Todo el problema español, decía Azaña cuando aún palpitaba el recuerdo del 98, consiste en saber si será España capaz de "incorporarse a la corriente general de la civilización europea" de la que, según creencia muy compartida por su generación, habría quedado descabalgada desde el siglo XVI. Y Ortega, que veía la "sustancia española enferma hacía siglos", no había dicho por entonces otra cosa: "Para un hombre nacido entre el Bidasoa y Gibraltar, es España el problema primero, plenario y perentorio". Con su característico aplomo y envidiable seguridad Ortega expresó la convicción común de sus contemporáneos en una célebre sentencia: "España es el problema, Europa la solución".Pocos años después, los intelectuales europeístas del 14 despertarían a la tremenda evidencia de que Europa no era tal solución, sino el mayúsculo problema, la tierra en la que germinaba frondoso el árbol de la Gran Guerra. Lejos, sin embargo, de considerarse a todos los efectos miembros de esa Europa, continuaron hurgando en la herida y acabaron ensimismados en su contemplación y gozando, como sus mayores del 98, del dolor de España en el debate metafísico sobre su ser. "Hace ya mucho tiempo que todo era metafísica en España", lamentaba Marta Zambrano en 1937, cuando su generación tropezaba de bruces con la realidad europea: Francia y Gran Bretaña habían abandonado ya a la República escudándose en la farsa de la no intervención y Alemania se aprestaba a batir por segunda vez los tambores de la guerra.

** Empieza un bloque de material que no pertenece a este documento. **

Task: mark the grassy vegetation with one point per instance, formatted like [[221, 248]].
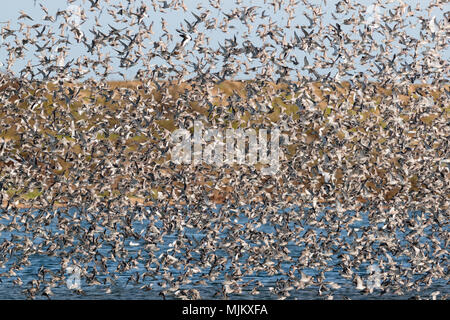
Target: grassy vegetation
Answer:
[[52, 130]]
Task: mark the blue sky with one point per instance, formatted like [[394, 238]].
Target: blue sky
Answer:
[[10, 12]]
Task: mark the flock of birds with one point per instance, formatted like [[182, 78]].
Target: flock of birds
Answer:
[[86, 178]]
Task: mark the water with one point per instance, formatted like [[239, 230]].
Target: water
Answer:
[[147, 254]]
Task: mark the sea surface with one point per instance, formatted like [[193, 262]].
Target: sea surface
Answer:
[[124, 288]]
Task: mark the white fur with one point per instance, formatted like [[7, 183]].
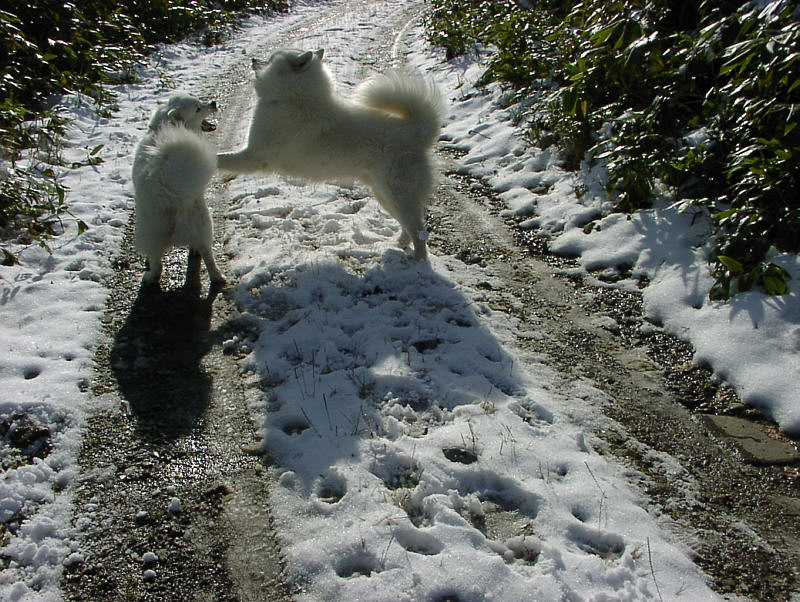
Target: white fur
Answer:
[[171, 169], [382, 136]]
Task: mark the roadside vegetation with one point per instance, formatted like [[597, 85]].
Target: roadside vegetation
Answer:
[[697, 101], [49, 48]]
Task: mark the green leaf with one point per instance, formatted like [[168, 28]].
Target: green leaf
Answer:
[[732, 264]]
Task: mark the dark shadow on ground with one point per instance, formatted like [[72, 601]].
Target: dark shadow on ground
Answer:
[[156, 360]]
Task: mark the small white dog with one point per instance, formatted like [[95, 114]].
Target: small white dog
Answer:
[[381, 137], [171, 169]]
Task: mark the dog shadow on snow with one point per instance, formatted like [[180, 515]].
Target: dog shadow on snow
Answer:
[[157, 356], [352, 357]]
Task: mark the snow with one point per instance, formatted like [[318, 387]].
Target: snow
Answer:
[[385, 376]]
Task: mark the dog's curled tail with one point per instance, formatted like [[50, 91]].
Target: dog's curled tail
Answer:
[[186, 161], [410, 95]]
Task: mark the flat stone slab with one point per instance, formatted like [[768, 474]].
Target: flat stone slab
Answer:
[[756, 446]]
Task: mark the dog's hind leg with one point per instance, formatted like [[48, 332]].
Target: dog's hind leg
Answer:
[[153, 269], [405, 199], [216, 277]]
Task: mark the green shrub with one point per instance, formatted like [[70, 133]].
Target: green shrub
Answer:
[[51, 47], [703, 97]]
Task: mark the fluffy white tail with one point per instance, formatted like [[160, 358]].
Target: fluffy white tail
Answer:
[[409, 95], [185, 161]]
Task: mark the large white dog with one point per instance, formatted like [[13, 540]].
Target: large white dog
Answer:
[[382, 136], [171, 169]]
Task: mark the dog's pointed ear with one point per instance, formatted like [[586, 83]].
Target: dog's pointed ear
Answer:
[[258, 64], [302, 62], [174, 115]]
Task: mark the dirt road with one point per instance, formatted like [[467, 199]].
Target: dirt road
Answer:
[[173, 495]]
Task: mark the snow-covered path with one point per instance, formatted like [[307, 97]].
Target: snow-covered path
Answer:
[[419, 453]]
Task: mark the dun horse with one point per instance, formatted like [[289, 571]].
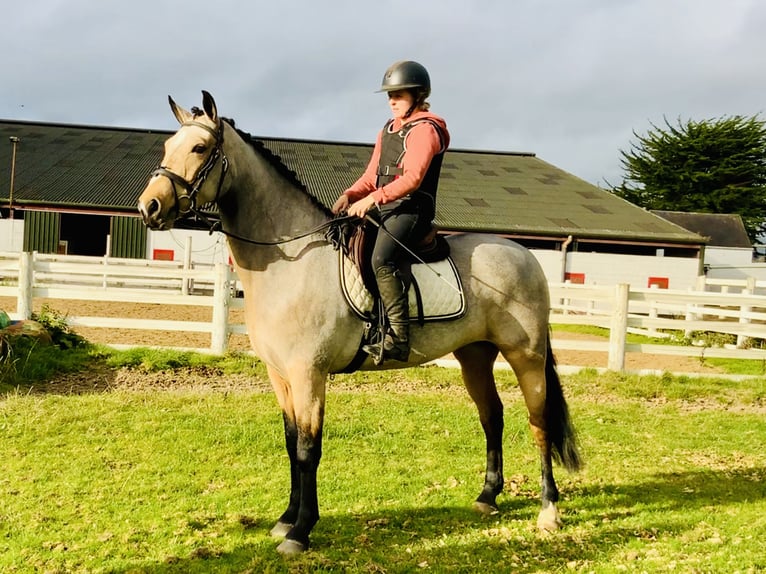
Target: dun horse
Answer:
[[300, 325]]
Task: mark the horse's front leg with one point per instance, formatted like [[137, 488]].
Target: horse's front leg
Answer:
[[302, 401], [290, 515]]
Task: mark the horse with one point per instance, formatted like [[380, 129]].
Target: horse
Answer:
[[301, 327]]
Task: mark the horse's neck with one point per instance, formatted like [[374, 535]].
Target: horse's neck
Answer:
[[261, 204]]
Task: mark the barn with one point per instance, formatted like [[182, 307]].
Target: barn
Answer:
[[73, 189]]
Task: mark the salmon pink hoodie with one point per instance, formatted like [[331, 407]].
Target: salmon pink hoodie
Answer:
[[423, 143]]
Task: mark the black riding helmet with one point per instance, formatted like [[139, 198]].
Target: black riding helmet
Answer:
[[406, 74]]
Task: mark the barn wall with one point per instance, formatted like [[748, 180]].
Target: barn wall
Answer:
[[206, 248], [728, 256], [11, 235], [636, 270]]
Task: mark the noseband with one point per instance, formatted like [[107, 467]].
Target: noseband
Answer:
[[186, 200]]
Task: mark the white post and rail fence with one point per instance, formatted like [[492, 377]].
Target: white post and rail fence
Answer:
[[730, 309]]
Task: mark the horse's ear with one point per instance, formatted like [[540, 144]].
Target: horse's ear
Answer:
[[181, 114], [208, 104]]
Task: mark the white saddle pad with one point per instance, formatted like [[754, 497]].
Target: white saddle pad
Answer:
[[439, 285]]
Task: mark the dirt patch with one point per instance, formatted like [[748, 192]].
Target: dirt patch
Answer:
[[633, 361]]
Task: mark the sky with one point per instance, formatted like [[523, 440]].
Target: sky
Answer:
[[572, 81]]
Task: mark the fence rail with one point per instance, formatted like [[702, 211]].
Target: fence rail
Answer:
[[735, 312]]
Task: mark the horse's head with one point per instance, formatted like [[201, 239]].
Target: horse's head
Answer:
[[181, 184]]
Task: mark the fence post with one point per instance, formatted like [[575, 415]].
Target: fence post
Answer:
[[220, 330], [26, 280], [744, 310], [618, 328], [187, 283]]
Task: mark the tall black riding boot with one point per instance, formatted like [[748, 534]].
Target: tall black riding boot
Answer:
[[396, 342]]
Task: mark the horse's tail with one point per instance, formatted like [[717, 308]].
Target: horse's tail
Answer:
[[560, 430]]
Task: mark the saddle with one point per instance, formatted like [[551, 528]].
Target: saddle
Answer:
[[434, 286]]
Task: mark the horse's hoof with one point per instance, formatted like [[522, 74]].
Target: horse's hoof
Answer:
[[291, 547], [281, 529], [549, 520], [485, 509]]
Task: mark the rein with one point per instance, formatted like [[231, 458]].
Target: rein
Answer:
[[216, 226]]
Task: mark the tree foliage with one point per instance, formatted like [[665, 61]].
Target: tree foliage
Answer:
[[709, 166]]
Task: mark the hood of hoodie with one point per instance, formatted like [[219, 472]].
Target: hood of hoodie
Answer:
[[438, 120]]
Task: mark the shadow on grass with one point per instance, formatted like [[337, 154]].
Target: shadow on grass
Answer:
[[601, 521]]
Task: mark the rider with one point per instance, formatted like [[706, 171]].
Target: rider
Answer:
[[400, 182]]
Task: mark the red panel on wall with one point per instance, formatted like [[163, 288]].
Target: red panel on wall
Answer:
[[576, 278], [162, 255], [660, 282]]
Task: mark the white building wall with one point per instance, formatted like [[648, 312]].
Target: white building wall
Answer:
[[11, 235], [636, 270]]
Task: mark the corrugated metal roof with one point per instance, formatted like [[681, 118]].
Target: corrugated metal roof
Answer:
[[517, 194]]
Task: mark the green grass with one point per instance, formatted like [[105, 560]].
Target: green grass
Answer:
[[729, 366], [191, 480]]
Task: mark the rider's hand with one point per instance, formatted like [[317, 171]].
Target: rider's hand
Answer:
[[341, 204], [361, 207]]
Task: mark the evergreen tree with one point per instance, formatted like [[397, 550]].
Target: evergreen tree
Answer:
[[710, 166]]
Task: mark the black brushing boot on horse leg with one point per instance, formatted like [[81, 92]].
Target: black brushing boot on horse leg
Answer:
[[396, 341]]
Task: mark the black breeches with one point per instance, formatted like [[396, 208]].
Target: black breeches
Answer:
[[396, 228]]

Con su dolor a cuestas, los españoles de aquella generación convirtieron la historia de España en "una encerrona", como escribió la misma Zambrano. Y nosotros, a quienes nos llegaba desde el exilio la última pelea sobre el ser de España y de los españoles, caímos de hoz y coz en la trampa y construimos nuestra historia prisioneros del metarrelato del fracaso español. Para los que nacimos cuando Franco ya estaba ahí, sentado de por vida, el problema volvía a ser España y la solución cruzar los Pirineos. Tan arraigado llevamos ese complejo de inferioridad que todavía hoy, con motivo de la huelga general en el país vecino, no han faltado las triviales comparaciones entre el vigor del pueblo francés -¡eso sí que es un pueblo revolucionario!- y la molicie y decadencia del pueblo español, recua de borricos a la que algún líder político y varios columnistas contemplan gimiendo por sus cadenas.

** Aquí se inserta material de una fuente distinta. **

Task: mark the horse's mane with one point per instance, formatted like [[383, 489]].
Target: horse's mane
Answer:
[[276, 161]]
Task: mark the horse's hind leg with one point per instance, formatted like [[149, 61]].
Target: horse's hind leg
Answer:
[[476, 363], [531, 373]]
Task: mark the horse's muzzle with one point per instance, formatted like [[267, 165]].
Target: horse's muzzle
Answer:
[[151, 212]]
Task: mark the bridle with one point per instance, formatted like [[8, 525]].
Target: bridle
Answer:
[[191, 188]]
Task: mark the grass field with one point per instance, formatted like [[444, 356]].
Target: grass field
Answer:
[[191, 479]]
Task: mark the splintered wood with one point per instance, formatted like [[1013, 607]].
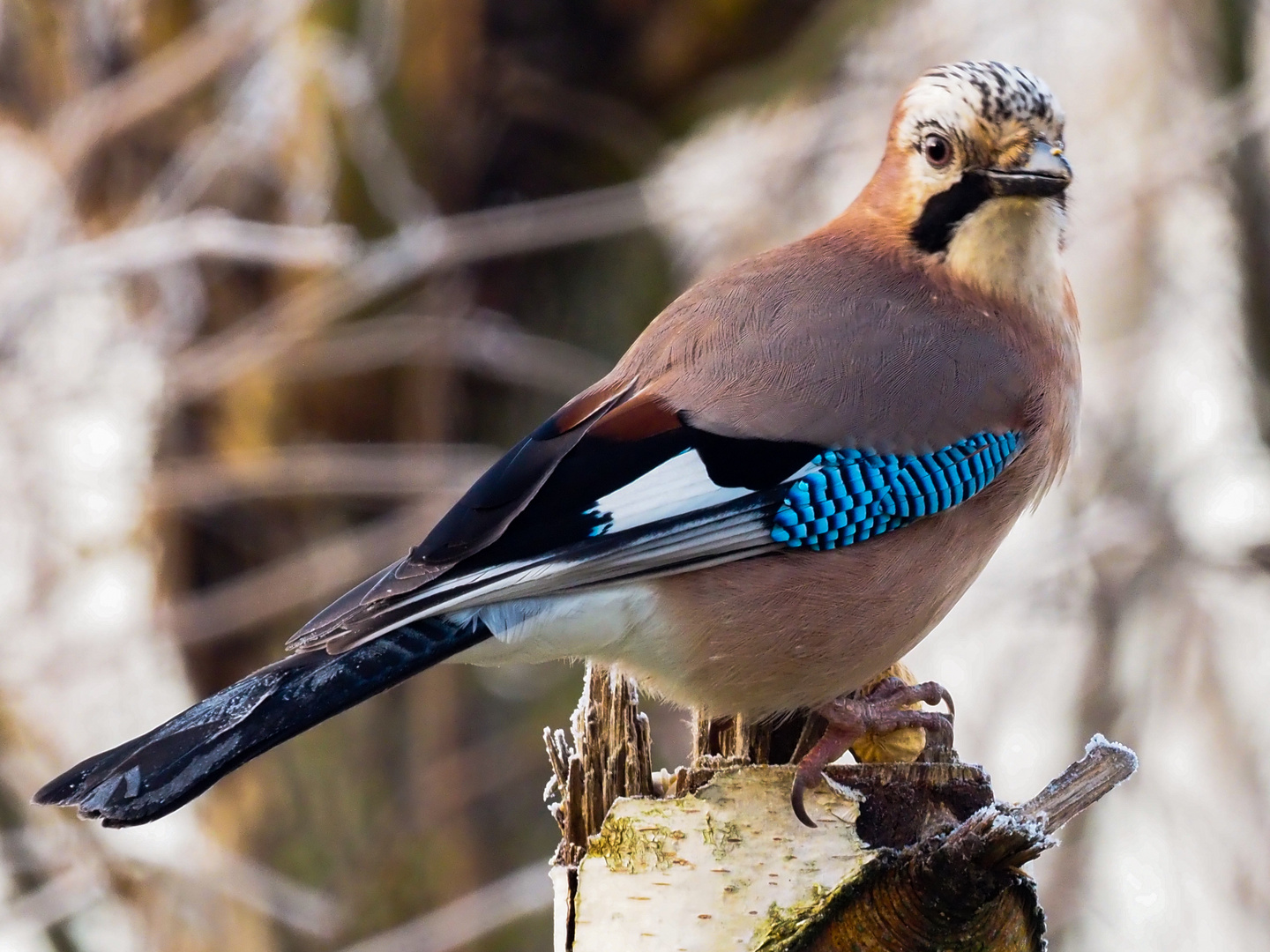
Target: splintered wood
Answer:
[[906, 856], [611, 756]]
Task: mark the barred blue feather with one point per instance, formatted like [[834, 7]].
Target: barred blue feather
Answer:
[[854, 495]]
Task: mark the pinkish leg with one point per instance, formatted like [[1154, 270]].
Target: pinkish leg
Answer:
[[851, 718]]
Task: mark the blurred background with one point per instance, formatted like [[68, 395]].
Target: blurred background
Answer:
[[279, 279]]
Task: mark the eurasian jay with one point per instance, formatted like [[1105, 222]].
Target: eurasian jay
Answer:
[[784, 485]]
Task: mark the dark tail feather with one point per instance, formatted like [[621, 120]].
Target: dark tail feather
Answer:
[[164, 770]]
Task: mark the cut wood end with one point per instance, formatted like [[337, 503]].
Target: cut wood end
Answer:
[[1105, 766]]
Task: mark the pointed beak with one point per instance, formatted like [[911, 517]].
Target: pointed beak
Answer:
[[1044, 175]]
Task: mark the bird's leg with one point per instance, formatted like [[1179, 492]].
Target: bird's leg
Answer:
[[880, 711]]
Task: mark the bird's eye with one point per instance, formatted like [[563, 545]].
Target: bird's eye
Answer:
[[938, 150]]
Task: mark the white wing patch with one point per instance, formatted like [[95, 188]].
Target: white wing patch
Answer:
[[677, 487]]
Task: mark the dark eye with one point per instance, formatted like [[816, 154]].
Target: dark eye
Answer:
[[938, 150]]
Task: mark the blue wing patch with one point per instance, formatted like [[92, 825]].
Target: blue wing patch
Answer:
[[854, 495]]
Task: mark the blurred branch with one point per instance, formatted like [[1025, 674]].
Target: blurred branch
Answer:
[[482, 911], [389, 470], [433, 245], [385, 170], [258, 886], [314, 574], [537, 97], [56, 900], [458, 778], [484, 342], [210, 234], [175, 71]]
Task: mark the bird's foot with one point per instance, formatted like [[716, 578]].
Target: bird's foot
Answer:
[[885, 709]]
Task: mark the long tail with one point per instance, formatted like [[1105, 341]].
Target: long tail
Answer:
[[164, 770]]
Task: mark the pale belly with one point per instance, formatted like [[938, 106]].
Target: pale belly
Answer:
[[770, 634]]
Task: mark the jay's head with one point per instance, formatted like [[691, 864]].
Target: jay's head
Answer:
[[975, 176]]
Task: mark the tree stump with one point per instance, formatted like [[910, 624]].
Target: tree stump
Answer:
[[906, 856]]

A ese sentimiento colectivo de fracaso y dependencia que arrastramos desde el 98 hay que atribuir la mueca de incrédula sorpresa con la que parte de la prensa madrileña ha recibido la designación de un español como secretario general de la OTAN y los elogios que la presidencia española de la Unión Europea ha merecido de sus colegas. En lugar de considerar estos hechos como signos de la normalidad europea alcanzada para España por una generación, la nuestra, que supo sacudirse de encima -algo tardíamente, es cierto, pero, en fin, todavía a tiempo- tanto llanto derramado sobre el problema español, los irredentos del 98 exclaman: ¿cómo es eso, un español dirigiendo la OTAN, un presidente español de la Unión Europea despedido entre unánimes aplausos?; aquí tiene que haber gato encerrado. Y no han encontrado mejor respuesta que sacar del baúl de los recuerdos el castizo argumento de la traición a España perpetrada por una cuadrilla de trileros. ¿Solana en la OTAN? Pues, claro, hombre, si es el único europeo dispuesto a dar gusto a Estados Unidos. ¿Felipe en palmitas? Faltaría más, si ha arrojado a España a los pies del caballo alemán.

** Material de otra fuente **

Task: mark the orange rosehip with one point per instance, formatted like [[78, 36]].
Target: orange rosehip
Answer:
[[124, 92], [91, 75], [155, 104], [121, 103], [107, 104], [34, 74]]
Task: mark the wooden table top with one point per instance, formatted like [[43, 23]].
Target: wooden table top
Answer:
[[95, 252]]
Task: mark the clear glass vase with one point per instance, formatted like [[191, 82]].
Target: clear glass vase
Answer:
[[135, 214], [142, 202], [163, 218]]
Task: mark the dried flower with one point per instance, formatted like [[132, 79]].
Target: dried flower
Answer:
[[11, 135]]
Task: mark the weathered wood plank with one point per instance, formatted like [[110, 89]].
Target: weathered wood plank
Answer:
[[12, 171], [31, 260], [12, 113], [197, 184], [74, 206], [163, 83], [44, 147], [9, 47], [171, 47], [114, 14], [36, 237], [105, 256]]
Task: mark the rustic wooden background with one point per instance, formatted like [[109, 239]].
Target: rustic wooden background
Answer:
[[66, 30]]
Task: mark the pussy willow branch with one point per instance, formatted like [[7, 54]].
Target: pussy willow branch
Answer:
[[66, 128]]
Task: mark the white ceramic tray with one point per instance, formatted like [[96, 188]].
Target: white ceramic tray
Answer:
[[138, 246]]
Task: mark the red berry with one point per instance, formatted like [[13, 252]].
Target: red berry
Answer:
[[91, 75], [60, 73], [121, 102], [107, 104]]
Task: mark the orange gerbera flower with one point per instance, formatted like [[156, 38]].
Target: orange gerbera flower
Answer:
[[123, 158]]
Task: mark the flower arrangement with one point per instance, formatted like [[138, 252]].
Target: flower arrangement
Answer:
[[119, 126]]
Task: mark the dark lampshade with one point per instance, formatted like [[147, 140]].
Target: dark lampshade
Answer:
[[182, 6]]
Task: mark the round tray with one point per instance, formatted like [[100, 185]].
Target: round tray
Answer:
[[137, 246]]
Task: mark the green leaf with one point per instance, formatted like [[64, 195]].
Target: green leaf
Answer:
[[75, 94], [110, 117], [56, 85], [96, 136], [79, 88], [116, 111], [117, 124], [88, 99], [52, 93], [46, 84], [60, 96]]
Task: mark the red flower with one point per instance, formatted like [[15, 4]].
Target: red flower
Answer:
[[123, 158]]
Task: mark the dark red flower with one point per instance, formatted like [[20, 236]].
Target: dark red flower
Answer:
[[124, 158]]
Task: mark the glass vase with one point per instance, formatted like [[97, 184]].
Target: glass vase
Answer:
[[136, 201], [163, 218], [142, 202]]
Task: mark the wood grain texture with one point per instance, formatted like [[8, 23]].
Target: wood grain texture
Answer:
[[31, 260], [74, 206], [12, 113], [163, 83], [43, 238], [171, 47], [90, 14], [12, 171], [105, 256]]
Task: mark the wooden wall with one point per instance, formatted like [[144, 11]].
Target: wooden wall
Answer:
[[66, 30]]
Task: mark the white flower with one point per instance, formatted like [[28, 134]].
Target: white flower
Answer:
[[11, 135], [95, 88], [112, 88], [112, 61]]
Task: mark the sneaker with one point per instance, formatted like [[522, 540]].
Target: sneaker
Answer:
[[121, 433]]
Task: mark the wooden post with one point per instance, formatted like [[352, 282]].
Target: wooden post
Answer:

Y así nos consolamos: si las relaciones con nuestros vecinos van mal, siempre habrá un pueblo español -raza de eunucos, nos definía el nunca suficientemente añorado Joaquín Costa- sobre el que cargar la culpa metahistórica; si van bien, alguien habrá cometido una innombrable traición a España. Qué cansancio, por Dios, y qué hartura de que en este fin de siglo resuenen tan altos los ayes lastimeros del 98.